I'm an extreme introvert, but I still feel compelled to go to church. It's very difficult. I don't like meeting people or being in a big group. Church is almost the exact opposite of what I want to do. I want to know more about the bible and I really enjoy a good sermon. I don't sing, so the first 30 minutes or so of any church is really uncomfortable. People descend on you and want to shake hands... that makes me want to turn around and walk back out. I can't help it.

I don't know what I'm supposed to do. Part of me wants to be there. I keep thinking there's something I'm supposed to do. Maybe help out or something. But the other part of me knows it's going to be super uncomfortable. It's very hard to describe. If you aren't an introvert there is no way to explain it.

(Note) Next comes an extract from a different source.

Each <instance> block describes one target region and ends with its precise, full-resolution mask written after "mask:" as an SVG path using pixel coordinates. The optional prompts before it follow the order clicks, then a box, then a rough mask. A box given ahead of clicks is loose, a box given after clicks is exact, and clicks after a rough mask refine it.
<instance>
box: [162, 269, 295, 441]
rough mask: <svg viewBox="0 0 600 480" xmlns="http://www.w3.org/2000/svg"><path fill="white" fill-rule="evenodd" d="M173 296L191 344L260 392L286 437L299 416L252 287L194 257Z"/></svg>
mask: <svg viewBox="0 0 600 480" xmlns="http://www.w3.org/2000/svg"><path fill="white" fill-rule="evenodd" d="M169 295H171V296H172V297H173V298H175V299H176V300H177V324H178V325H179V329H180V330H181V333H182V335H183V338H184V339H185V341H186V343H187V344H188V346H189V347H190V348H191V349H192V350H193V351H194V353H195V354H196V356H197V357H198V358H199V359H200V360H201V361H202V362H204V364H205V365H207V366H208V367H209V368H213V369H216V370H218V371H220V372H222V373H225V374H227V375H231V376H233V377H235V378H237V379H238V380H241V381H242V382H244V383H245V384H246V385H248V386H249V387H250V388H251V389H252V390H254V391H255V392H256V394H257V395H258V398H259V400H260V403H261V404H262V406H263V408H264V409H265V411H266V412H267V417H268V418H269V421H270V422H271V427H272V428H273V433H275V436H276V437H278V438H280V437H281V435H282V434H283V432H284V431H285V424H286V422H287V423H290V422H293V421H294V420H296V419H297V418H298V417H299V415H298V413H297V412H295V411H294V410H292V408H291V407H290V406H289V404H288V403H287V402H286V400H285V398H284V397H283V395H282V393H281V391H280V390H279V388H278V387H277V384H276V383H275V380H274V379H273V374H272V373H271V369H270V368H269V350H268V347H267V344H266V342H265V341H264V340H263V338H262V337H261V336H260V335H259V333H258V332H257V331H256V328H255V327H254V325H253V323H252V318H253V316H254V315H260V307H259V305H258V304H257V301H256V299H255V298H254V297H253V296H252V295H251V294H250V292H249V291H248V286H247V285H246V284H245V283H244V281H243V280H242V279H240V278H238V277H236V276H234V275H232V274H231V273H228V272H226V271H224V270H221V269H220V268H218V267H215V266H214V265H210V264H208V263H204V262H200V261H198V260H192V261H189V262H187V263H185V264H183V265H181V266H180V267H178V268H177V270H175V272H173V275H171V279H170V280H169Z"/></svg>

question? do you have experience in media or software?
 

Desdichado

Senior Member
Feb 9, 2014
8,768
838
113
#14
Part of being a member of a church is participating in the Church community. This doesn't sound like mere introversion. There are a lot of introverts who handle greetings well. There are also many introverts who revel in worship (my brother is one of them).

Please don't take this the wrong way, but perhaps you need to think about other reasons for your anxiety around people and churchmen in particular.

I hope you are blessed in your search and that the Lord finds you a home soon.
 

SkyPilot

New member
Sep 4, 2021
6
2
3
#15
You dont have to go to any church at all. You can assemble a half dozen like
minded friends and meet every Sunday and study together, if you cant find
anyone, buy a red letter bible and a nkjv bible. read the scripture daily for half
hour or a bit more put the bible down and meditate on what you read.
intime you will see how close you come to God your heart will be one with God.
scripture says we need to know, you just need to love God annd your neighbor as
yourself. If you dont love God, and neighbor you dont have love in you at all.
 

ResidentAlien

Well-known member
Apr 21, 2021
8,312
3,618
113
#16
I used to be painfully shy when I was younger but not now, thankfully. However, I don't like being swarmed by strangers, no matter how well-meaning they are. Just keep looking. One thing in your favor is there are a lot of churches out there. LOL
 

SkyPilot

New member
Sep 4, 2021
6
2
3
#17
You dont have to go to any church at all. You can assemble a half dozen like
minded friends and meet every Sunday and study together, if you cant find
anyone, buy a red letter bible and a nkjv bible. read the scripture daily for half
hour or a bit more put the bible down and meditate on what you read.
intime you will see how close you come to God your heart will be one with God.
scripture says we need to know, you just need to love God annd your neighbor as
yourself. If you dont love God, and neighbor you dont have love in you at all.
 
Apr 4, 2019
34
14
8
#20
Part of being a member of a church is participating in the Church community. This doesn't sound like mere introversion. There are a lot of introverts who handle greetings well. There are also many introverts who revel in worship (my brother is one of them).

Please don't take this the wrong way, but perhaps you need to think about other reasons for your anxiety around people and churchmen in particular.

I hope you are blessed in your search and that the Lord finds you a home soon.
It's not just people at church. It's everywhere. Anything involving social participation is something I want to avoid.